FIRE, the Foundation for Individual Rights in Education, filed four lawsuits today against universities with restrictive speech codes on campus. The universities named in the suits are Ohio University, Chicago State University, Iowa State University, and Citrus College (Calif.).
“Unconstitutional campus speech codes have been a national scandal for decades. But today, 25 years after the first of the modern generation of speech codes was defeated in court, 58% of public campuses still hold onto shockingly illiberal codes,” said FIRE President Greg Lukianoff. “For 15 years, FIRE has fought for free speech on campus using public awareness as our main weapon, but more is needed. Today, we announce the launch of the Stand Up For Speech Litigation Project, an expansive new campaign to eliminate speech codes nationwide. We have already coordinated two lawsuits in the past nine months, and this morning we brought four more. The lawsuits will continue until campuses understand that time is finally up for unconstitutional speech codes in academia.”
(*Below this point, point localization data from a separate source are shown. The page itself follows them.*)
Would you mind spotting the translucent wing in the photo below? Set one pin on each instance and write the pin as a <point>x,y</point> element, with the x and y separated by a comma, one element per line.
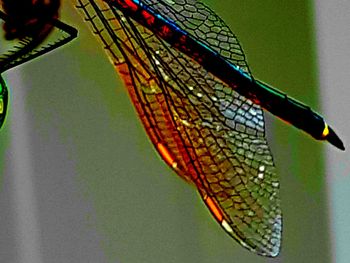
<point>209,134</point>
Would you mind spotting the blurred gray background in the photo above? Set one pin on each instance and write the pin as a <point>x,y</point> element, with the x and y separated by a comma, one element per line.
<point>80,181</point>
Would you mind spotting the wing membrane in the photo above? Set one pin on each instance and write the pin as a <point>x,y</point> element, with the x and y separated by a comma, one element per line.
<point>209,134</point>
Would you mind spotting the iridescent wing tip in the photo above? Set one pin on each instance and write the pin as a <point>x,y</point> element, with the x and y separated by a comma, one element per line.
<point>333,138</point>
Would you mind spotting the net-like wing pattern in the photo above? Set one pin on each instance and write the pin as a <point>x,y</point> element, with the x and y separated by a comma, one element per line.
<point>200,21</point>
<point>209,134</point>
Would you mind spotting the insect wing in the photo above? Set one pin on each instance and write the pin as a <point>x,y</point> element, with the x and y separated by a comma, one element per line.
<point>209,134</point>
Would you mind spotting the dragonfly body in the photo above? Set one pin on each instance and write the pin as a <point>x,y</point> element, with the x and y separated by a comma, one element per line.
<point>276,102</point>
<point>188,78</point>
<point>203,129</point>
<point>3,101</point>
<point>189,81</point>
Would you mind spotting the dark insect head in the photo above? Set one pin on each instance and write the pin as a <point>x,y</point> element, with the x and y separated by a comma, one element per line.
<point>29,18</point>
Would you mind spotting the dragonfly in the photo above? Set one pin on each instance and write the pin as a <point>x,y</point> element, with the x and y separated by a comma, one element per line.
<point>188,78</point>
<point>28,47</point>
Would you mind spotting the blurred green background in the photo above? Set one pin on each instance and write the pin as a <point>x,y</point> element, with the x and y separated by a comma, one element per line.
<point>82,118</point>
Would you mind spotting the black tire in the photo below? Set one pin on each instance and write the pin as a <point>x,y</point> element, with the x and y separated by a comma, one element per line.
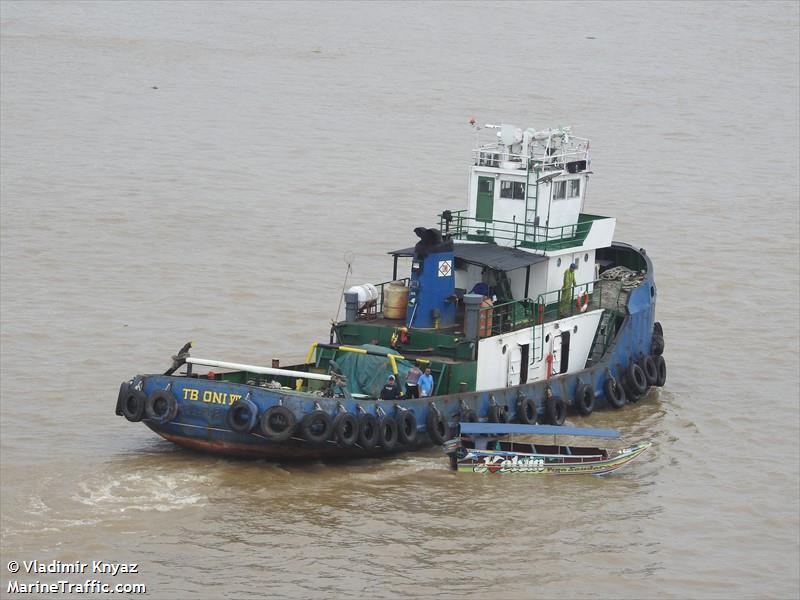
<point>316,426</point>
<point>658,345</point>
<point>437,427</point>
<point>345,429</point>
<point>387,433</point>
<point>648,365</point>
<point>242,416</point>
<point>635,382</point>
<point>661,368</point>
<point>555,410</point>
<point>161,407</point>
<point>406,427</point>
<point>615,393</point>
<point>498,414</point>
<point>367,431</point>
<point>124,388</point>
<point>277,423</point>
<point>584,399</point>
<point>133,406</point>
<point>526,411</point>
<point>468,416</point>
The four schools each have a history of censoring student or faculty speech on campus. Citrus College, for example, has a "Free Speech Area" composed of 1.37 percent of its campus that is the only area on campus where free speech is actually permitted.
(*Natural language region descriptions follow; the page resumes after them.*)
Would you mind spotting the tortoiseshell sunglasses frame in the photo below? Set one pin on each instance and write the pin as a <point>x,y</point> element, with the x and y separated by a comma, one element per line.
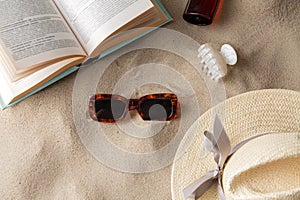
<point>133,104</point>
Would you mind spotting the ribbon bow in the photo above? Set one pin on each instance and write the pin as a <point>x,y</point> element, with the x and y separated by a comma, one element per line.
<point>219,144</point>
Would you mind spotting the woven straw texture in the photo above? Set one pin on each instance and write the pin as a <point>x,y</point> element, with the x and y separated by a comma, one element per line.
<point>267,167</point>
<point>244,116</point>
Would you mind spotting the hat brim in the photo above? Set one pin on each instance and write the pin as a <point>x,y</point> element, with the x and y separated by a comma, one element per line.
<point>243,116</point>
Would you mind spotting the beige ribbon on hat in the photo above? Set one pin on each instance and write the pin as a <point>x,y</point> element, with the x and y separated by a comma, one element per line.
<point>219,144</point>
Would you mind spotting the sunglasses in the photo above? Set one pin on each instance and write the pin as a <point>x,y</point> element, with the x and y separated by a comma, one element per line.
<point>110,108</point>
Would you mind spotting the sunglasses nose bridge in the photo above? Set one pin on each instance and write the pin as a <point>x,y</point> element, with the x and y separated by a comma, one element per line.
<point>133,104</point>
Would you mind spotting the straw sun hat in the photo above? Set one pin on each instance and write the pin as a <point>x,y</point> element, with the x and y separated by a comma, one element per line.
<point>267,166</point>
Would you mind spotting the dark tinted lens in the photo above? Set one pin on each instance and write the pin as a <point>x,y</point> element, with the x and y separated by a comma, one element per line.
<point>109,108</point>
<point>156,109</point>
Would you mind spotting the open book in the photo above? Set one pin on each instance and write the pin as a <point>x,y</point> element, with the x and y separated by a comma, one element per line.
<point>41,41</point>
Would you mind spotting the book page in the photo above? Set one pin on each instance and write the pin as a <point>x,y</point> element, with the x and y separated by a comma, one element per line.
<point>32,32</point>
<point>94,20</point>
<point>9,90</point>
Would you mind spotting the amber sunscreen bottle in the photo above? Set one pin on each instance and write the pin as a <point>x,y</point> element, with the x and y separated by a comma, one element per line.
<point>200,12</point>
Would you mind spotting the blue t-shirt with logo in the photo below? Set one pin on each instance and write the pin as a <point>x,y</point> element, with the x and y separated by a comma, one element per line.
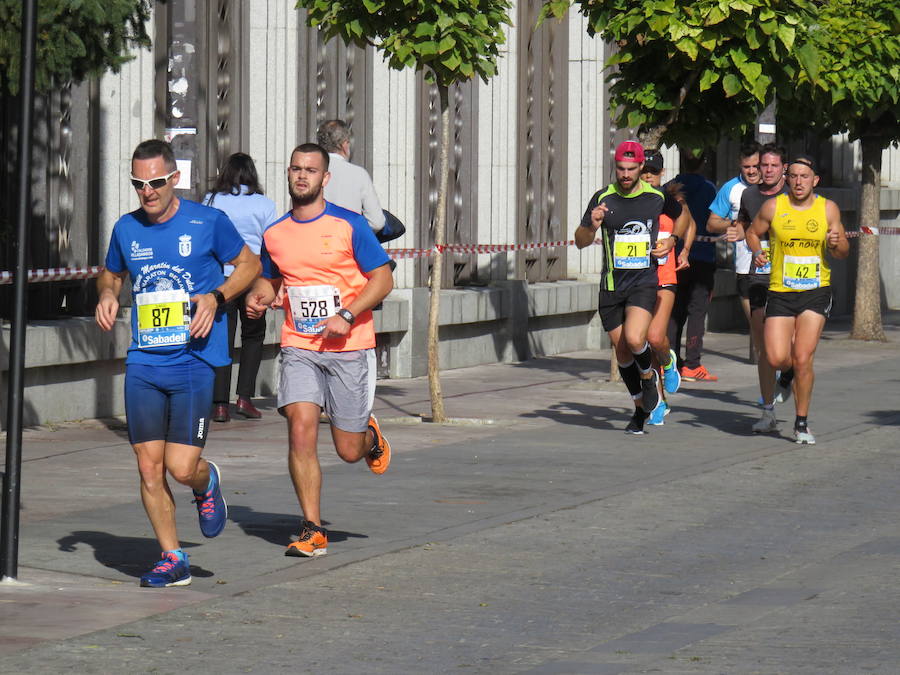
<point>185,253</point>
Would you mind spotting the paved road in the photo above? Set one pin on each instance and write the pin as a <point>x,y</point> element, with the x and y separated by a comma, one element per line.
<point>532,536</point>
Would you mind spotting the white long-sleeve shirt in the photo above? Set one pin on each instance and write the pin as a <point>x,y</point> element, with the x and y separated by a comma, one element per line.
<point>350,186</point>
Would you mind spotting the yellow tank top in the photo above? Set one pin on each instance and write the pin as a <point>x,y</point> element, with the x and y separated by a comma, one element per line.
<point>797,247</point>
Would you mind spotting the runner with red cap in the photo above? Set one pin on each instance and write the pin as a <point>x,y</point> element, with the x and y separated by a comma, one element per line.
<point>627,214</point>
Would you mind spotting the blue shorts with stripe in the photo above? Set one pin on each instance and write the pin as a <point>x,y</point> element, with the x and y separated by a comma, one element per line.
<point>169,402</point>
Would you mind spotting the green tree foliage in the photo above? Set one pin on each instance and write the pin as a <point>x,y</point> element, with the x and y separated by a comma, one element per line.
<point>449,41</point>
<point>691,72</point>
<point>851,77</point>
<point>75,39</point>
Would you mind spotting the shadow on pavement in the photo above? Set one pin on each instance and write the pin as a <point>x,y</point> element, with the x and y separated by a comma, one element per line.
<point>129,555</point>
<point>884,417</point>
<point>582,415</point>
<point>278,528</point>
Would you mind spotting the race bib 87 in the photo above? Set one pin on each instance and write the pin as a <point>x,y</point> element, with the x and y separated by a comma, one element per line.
<point>312,304</point>
<point>163,318</point>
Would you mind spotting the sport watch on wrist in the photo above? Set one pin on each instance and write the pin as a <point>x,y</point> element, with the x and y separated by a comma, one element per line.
<point>346,315</point>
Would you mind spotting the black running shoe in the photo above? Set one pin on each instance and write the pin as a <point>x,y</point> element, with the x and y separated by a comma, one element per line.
<point>650,398</point>
<point>636,425</point>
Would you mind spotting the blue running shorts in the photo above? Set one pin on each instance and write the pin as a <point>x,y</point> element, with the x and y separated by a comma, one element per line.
<point>169,402</point>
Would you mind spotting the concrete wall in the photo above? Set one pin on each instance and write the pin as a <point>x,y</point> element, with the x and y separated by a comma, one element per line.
<point>73,370</point>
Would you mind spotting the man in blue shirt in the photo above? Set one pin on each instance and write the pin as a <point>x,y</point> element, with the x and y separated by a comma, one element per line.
<point>173,250</point>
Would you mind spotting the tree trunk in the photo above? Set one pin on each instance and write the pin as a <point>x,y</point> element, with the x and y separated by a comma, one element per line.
<point>440,228</point>
<point>867,323</point>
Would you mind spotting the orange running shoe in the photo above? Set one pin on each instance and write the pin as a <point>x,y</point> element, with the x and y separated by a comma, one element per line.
<point>379,457</point>
<point>313,541</point>
<point>698,374</point>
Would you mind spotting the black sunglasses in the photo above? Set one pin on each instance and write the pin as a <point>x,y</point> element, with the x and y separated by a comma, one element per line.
<point>154,183</point>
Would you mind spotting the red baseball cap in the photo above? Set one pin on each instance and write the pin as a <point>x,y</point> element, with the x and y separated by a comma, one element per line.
<point>630,151</point>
In 2013, FIRE filed a lawsuit against Modesto Junior College after a student was told he was not allowed to distribute copies of the U.S. Constitution on Constitution Day. The school settled for $50,000. A similar suit was filed against the University of Hawaii at Hilo, who also disciplined students for attempting to distribute the U.S. Constitution.
Free speech doesn't end the second one steps upon a college campus. Students deserve full free speech rights like any other citizen — good for FIRE for holding these schools accountable.